We start with the tension between Old Testament fear-based teaching and the New Testament reality of grace. Christina shares what it was like growing up in a church environment where perfection was preached as the requirement for love, and how that kind of hardened theology can distort your view of God, yourself, and your parents.
We also get practical and specific. We talk about how fear can make parents compliant, and how that fear often gets passed down to children through control and forced "obedience." Christina explains why she has searched for a black-and-white definition of honoring parents, and why this commandment can feel different than the others. We go into the original context of the promise attached to honoring parents, and we ask the honest question many adult kids carry: how does this apply now?
You will also hear us name something that hits deep for a lot of listeners: pleasing your parents is not the same as biblical honoring.

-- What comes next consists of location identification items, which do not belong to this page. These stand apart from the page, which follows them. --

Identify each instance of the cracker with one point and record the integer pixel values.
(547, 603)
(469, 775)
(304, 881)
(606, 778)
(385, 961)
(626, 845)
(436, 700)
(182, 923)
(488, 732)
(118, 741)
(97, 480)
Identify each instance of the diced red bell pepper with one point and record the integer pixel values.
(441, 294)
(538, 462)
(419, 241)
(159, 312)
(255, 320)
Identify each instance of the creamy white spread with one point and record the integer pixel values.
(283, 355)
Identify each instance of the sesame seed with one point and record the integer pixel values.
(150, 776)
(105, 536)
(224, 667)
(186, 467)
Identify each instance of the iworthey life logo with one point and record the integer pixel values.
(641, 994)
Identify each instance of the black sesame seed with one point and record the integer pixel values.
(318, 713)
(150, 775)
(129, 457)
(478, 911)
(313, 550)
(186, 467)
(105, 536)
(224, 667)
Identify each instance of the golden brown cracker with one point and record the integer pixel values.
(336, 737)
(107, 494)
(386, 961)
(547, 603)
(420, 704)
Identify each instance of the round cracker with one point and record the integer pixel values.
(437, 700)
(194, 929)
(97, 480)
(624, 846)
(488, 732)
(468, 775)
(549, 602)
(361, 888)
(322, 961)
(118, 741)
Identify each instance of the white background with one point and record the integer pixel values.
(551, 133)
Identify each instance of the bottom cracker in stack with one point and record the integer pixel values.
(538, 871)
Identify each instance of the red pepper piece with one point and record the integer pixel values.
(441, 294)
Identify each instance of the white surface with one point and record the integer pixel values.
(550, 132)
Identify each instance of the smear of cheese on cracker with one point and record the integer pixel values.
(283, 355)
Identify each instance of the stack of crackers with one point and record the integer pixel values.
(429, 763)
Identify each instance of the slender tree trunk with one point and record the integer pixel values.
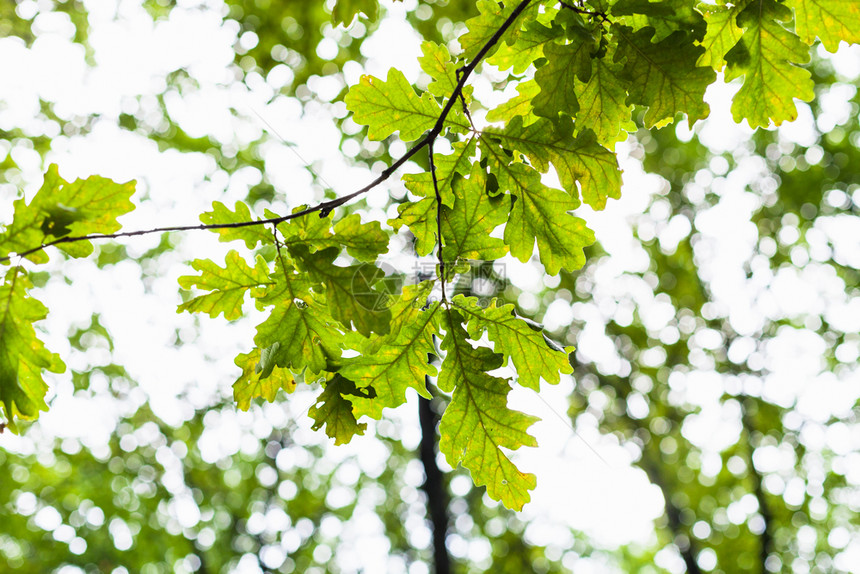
(434, 486)
(673, 514)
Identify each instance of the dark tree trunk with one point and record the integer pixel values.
(434, 486)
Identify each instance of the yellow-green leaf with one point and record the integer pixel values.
(477, 423)
(557, 79)
(364, 241)
(252, 235)
(350, 292)
(721, 35)
(254, 382)
(603, 106)
(533, 354)
(227, 284)
(420, 216)
(831, 20)
(577, 159)
(22, 355)
(663, 75)
(390, 106)
(466, 226)
(437, 63)
(333, 409)
(766, 56)
(398, 361)
(539, 213)
(60, 208)
(299, 321)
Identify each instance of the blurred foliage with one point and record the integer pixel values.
(150, 500)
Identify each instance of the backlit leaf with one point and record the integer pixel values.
(603, 106)
(576, 159)
(478, 421)
(831, 20)
(663, 75)
(766, 56)
(254, 382)
(333, 409)
(252, 235)
(398, 361)
(540, 213)
(228, 285)
(390, 106)
(299, 321)
(533, 355)
(60, 208)
(466, 226)
(722, 33)
(557, 79)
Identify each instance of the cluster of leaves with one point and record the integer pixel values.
(579, 70)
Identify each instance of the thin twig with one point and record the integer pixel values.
(327, 206)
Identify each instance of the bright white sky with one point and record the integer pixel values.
(604, 497)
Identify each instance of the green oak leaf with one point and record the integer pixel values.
(528, 47)
(252, 235)
(603, 106)
(520, 105)
(22, 354)
(333, 409)
(663, 75)
(766, 56)
(398, 361)
(227, 284)
(830, 20)
(485, 25)
(539, 213)
(722, 33)
(420, 216)
(390, 106)
(299, 321)
(466, 227)
(576, 159)
(532, 353)
(364, 241)
(61, 208)
(345, 11)
(557, 79)
(349, 291)
(436, 62)
(477, 423)
(260, 378)
(664, 16)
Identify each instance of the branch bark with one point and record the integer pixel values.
(326, 207)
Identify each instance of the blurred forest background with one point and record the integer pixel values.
(716, 321)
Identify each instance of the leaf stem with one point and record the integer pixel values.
(438, 221)
(325, 207)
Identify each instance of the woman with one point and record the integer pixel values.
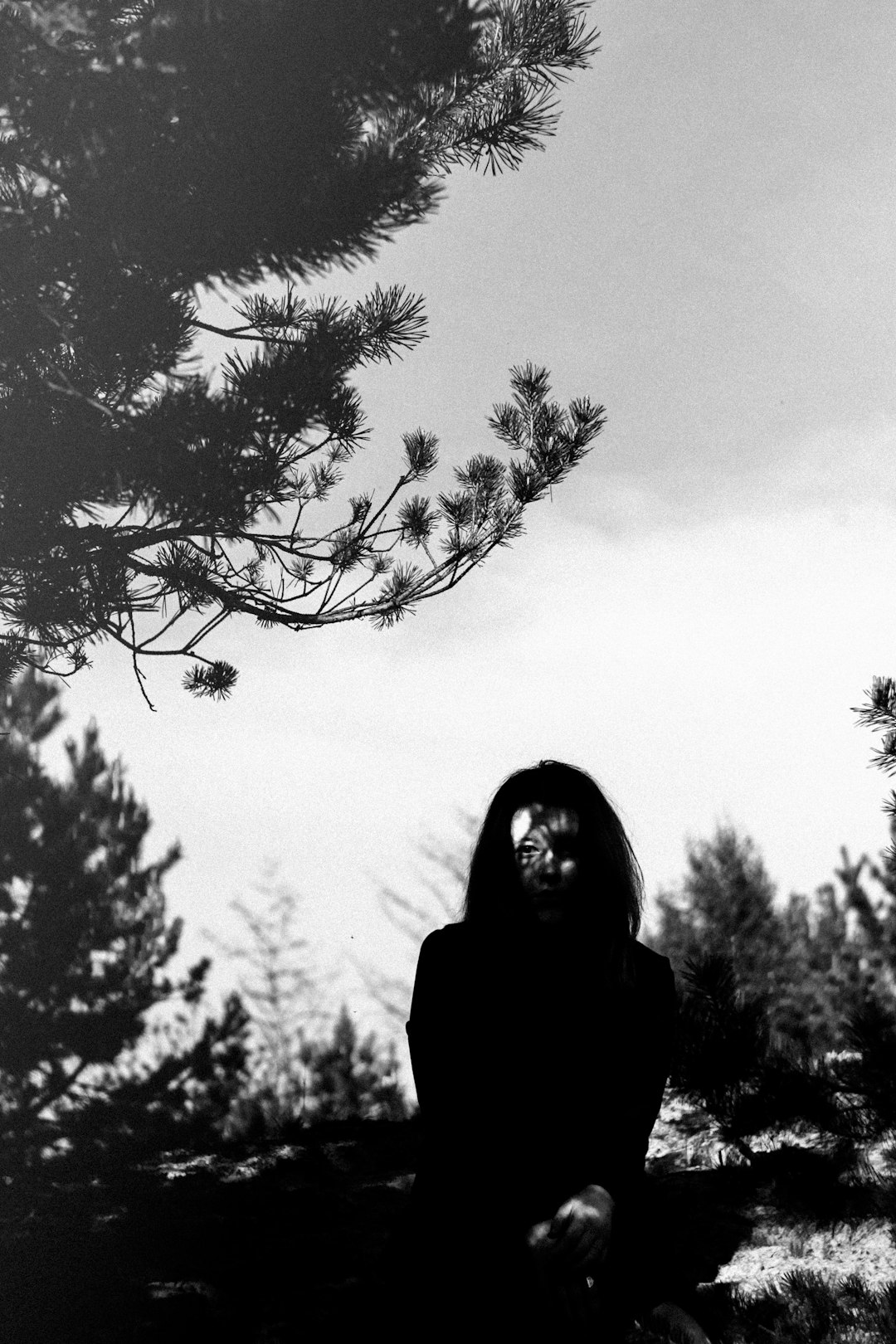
(540, 1040)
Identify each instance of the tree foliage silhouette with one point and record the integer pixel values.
(811, 962)
(155, 147)
(84, 952)
(353, 1079)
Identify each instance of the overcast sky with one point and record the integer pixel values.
(707, 247)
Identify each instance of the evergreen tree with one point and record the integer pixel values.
(724, 908)
(280, 986)
(85, 947)
(155, 147)
(811, 964)
(351, 1079)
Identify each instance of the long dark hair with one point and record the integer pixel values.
(609, 874)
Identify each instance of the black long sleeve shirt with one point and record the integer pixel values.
(533, 1077)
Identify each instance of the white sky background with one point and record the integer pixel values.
(707, 247)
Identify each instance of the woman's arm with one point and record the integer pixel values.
(641, 1079)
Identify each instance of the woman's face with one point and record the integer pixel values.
(547, 858)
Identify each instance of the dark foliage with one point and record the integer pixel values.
(811, 962)
(84, 953)
(151, 149)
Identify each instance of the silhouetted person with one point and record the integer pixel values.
(540, 1040)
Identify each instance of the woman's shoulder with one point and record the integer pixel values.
(650, 968)
(449, 941)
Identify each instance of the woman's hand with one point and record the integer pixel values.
(578, 1235)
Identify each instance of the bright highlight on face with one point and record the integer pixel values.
(547, 859)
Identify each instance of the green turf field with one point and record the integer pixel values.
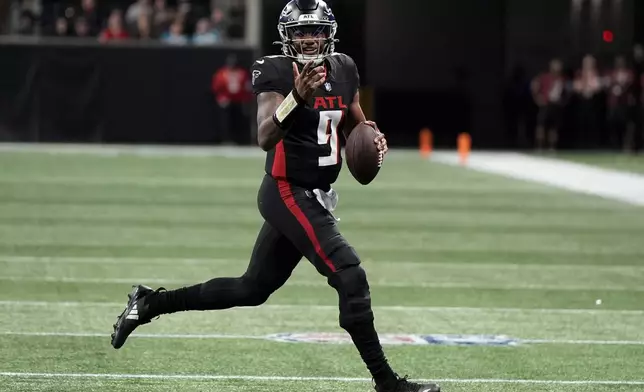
(625, 162)
(448, 251)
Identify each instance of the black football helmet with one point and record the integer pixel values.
(302, 17)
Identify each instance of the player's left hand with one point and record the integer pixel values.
(380, 140)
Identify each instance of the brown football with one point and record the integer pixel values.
(362, 155)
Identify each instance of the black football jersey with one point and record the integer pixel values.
(309, 155)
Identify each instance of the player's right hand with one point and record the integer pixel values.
(307, 81)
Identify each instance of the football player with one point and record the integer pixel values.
(305, 96)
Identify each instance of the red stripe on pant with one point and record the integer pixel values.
(287, 196)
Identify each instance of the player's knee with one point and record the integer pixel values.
(355, 299)
(252, 293)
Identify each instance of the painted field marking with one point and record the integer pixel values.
(387, 339)
(303, 307)
(203, 377)
(323, 283)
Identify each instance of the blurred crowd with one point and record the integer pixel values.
(580, 105)
(178, 22)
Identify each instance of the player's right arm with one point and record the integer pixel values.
(276, 106)
(268, 132)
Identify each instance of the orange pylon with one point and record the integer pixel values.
(464, 143)
(425, 142)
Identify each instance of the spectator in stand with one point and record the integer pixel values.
(90, 13)
(217, 22)
(115, 30)
(175, 35)
(81, 27)
(143, 29)
(588, 85)
(162, 17)
(231, 85)
(619, 83)
(548, 90)
(204, 35)
(237, 19)
(134, 11)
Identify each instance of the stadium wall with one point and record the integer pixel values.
(111, 94)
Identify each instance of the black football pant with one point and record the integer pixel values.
(296, 225)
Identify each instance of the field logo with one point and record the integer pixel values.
(398, 339)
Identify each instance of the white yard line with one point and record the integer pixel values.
(204, 377)
(323, 283)
(576, 177)
(409, 309)
(384, 337)
(148, 261)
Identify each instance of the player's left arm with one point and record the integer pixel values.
(356, 116)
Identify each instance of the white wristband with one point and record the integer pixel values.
(288, 105)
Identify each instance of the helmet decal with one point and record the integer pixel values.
(307, 17)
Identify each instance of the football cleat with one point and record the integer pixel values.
(402, 385)
(133, 315)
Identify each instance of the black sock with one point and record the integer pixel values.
(219, 293)
(366, 340)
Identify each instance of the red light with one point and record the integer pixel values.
(608, 36)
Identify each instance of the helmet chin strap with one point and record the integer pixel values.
(317, 59)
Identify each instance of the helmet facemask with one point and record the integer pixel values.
(305, 42)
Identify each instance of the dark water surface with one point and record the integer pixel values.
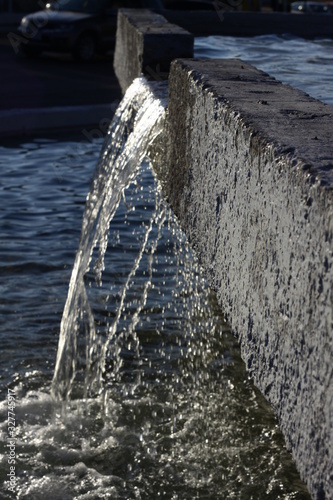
(178, 417)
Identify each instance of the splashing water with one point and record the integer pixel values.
(137, 122)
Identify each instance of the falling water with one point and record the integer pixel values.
(137, 122)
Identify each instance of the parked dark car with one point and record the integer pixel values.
(81, 27)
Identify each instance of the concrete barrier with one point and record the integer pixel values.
(247, 165)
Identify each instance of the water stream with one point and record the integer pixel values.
(149, 397)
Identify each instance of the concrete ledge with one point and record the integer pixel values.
(16, 122)
(146, 44)
(247, 165)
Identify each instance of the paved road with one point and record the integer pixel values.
(54, 80)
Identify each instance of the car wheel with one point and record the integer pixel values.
(85, 48)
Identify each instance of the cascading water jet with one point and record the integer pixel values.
(135, 125)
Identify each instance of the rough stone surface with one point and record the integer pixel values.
(146, 44)
(247, 164)
(233, 23)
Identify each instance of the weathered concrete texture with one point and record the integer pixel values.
(146, 44)
(247, 165)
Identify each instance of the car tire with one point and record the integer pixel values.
(85, 47)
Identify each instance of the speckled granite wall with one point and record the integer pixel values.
(247, 164)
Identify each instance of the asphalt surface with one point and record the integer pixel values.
(54, 80)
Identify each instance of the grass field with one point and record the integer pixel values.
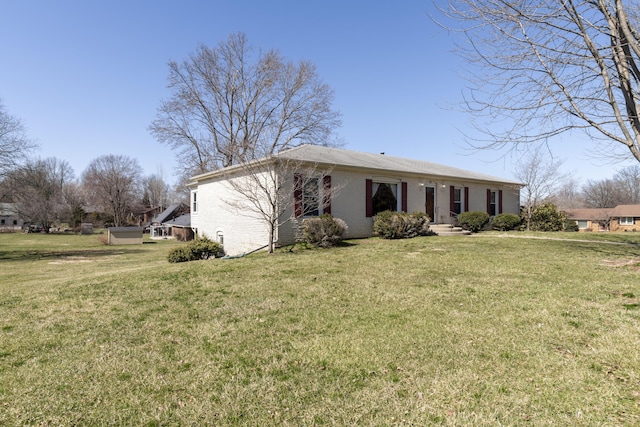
(477, 330)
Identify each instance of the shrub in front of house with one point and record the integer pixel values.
(506, 222)
(473, 221)
(571, 226)
(401, 225)
(323, 231)
(197, 249)
(547, 217)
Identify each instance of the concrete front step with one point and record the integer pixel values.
(448, 230)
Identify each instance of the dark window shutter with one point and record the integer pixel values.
(326, 194)
(489, 201)
(466, 199)
(404, 197)
(369, 198)
(297, 195)
(452, 195)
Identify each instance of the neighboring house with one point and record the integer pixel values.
(161, 228)
(620, 218)
(590, 219)
(180, 228)
(625, 218)
(145, 216)
(9, 219)
(367, 183)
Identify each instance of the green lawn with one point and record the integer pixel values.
(475, 330)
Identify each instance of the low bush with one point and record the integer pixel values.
(200, 248)
(323, 231)
(506, 222)
(473, 221)
(401, 225)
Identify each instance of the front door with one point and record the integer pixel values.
(430, 204)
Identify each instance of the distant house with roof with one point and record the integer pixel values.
(368, 183)
(620, 218)
(174, 219)
(590, 219)
(9, 219)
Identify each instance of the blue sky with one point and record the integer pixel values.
(86, 77)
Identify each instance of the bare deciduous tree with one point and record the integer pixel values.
(230, 105)
(541, 176)
(568, 195)
(156, 191)
(628, 183)
(548, 67)
(112, 183)
(14, 144)
(280, 191)
(38, 190)
(601, 194)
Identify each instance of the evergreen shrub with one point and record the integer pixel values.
(506, 222)
(401, 225)
(197, 249)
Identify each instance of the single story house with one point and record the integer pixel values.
(620, 218)
(590, 219)
(9, 219)
(160, 227)
(625, 218)
(180, 228)
(310, 180)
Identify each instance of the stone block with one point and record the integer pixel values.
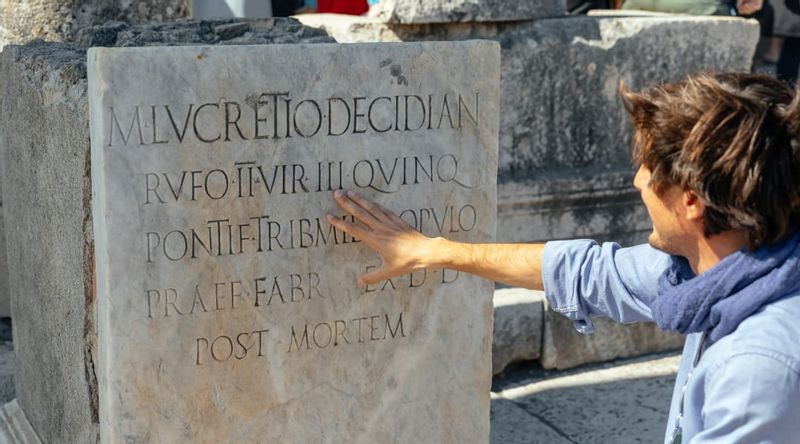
(518, 320)
(44, 133)
(563, 347)
(59, 20)
(449, 11)
(565, 140)
(620, 402)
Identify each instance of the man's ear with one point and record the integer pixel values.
(694, 207)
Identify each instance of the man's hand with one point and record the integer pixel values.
(403, 249)
(749, 7)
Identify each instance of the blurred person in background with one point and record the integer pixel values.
(780, 22)
(350, 7)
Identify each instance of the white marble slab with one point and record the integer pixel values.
(227, 309)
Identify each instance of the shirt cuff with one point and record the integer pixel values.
(561, 268)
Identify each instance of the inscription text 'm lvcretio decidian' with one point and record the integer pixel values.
(279, 115)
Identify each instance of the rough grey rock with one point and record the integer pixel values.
(15, 427)
(445, 11)
(563, 347)
(565, 140)
(518, 321)
(58, 20)
(44, 132)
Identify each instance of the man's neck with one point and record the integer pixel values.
(711, 250)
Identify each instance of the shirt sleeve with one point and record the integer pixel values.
(752, 397)
(583, 279)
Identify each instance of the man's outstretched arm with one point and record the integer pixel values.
(403, 249)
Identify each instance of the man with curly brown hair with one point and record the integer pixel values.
(719, 171)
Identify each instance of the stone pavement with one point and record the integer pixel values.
(619, 402)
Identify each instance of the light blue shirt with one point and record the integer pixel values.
(746, 387)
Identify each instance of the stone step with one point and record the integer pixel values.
(525, 329)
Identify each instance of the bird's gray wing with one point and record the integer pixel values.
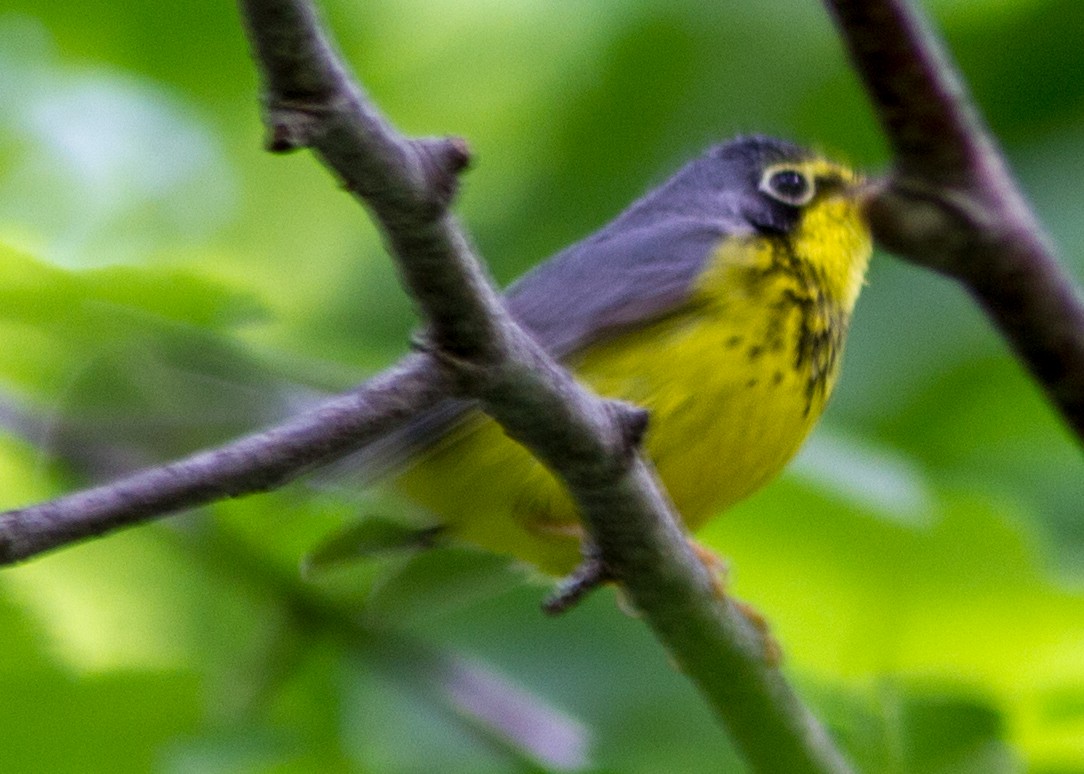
(618, 278)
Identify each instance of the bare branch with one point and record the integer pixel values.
(256, 463)
(476, 350)
(951, 203)
(590, 443)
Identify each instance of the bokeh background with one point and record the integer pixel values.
(165, 284)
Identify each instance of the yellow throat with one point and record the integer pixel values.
(734, 378)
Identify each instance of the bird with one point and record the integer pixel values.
(719, 301)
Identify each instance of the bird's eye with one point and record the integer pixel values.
(788, 185)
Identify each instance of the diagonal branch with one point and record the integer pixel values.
(951, 203)
(256, 463)
(590, 443)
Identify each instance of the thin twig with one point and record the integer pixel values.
(590, 443)
(951, 203)
(255, 463)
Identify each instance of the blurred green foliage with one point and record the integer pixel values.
(165, 284)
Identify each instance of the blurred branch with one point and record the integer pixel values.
(590, 443)
(256, 463)
(476, 350)
(951, 203)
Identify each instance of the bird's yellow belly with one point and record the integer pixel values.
(728, 405)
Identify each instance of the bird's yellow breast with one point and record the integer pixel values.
(734, 379)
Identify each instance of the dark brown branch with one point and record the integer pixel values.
(478, 351)
(256, 463)
(590, 443)
(951, 203)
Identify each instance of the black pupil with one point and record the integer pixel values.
(789, 184)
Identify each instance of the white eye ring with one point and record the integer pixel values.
(788, 185)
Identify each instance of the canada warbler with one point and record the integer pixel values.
(719, 301)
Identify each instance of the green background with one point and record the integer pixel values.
(165, 284)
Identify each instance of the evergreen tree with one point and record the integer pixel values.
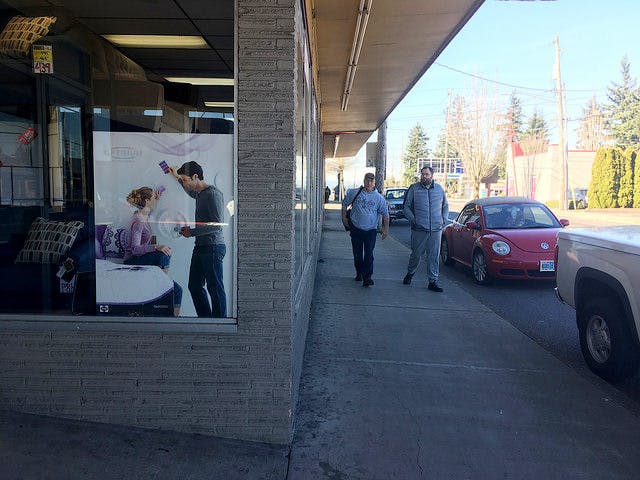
(636, 180)
(515, 117)
(624, 109)
(605, 178)
(591, 131)
(416, 149)
(625, 192)
(537, 127)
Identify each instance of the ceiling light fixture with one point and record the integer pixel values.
(356, 46)
(202, 80)
(158, 41)
(219, 104)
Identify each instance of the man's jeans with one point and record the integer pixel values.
(363, 242)
(429, 243)
(206, 267)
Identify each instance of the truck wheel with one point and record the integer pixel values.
(605, 340)
(479, 269)
(445, 256)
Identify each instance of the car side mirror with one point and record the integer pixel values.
(472, 225)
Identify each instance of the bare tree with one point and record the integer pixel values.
(532, 144)
(475, 133)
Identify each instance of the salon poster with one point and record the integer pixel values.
(145, 285)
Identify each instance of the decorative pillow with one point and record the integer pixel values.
(115, 242)
(21, 32)
(47, 241)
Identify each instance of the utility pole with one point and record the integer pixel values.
(561, 141)
(381, 157)
(446, 142)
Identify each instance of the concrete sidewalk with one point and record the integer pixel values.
(398, 382)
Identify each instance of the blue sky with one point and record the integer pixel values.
(512, 42)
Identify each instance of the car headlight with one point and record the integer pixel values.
(501, 248)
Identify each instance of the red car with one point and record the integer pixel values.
(503, 237)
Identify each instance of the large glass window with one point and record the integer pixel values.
(117, 165)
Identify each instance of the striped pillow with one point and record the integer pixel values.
(47, 241)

If you grew up feeling responsible for your parent's emotions or reputation, this episode will help you start separating what God asks from what fear demands.
We talk about enmeshment, the pressure to keep parents happy, and what it means to become an adult with your own family system and priorities. And we touch on a surprising thread: how misunderstandings around "the rod and staff" can be used to justify harmful discipline, even when scripture is meant to point to protection and direction.
This is the beginning of a bigger conversation. In Part 2, Christina turns the tables and asks me about unconditional love, boundaries, and what I hope my kids carry forward. For now, sit with this: have you ever confused pleasing your parents with honoring them? And how might God be inviting you to see the difference?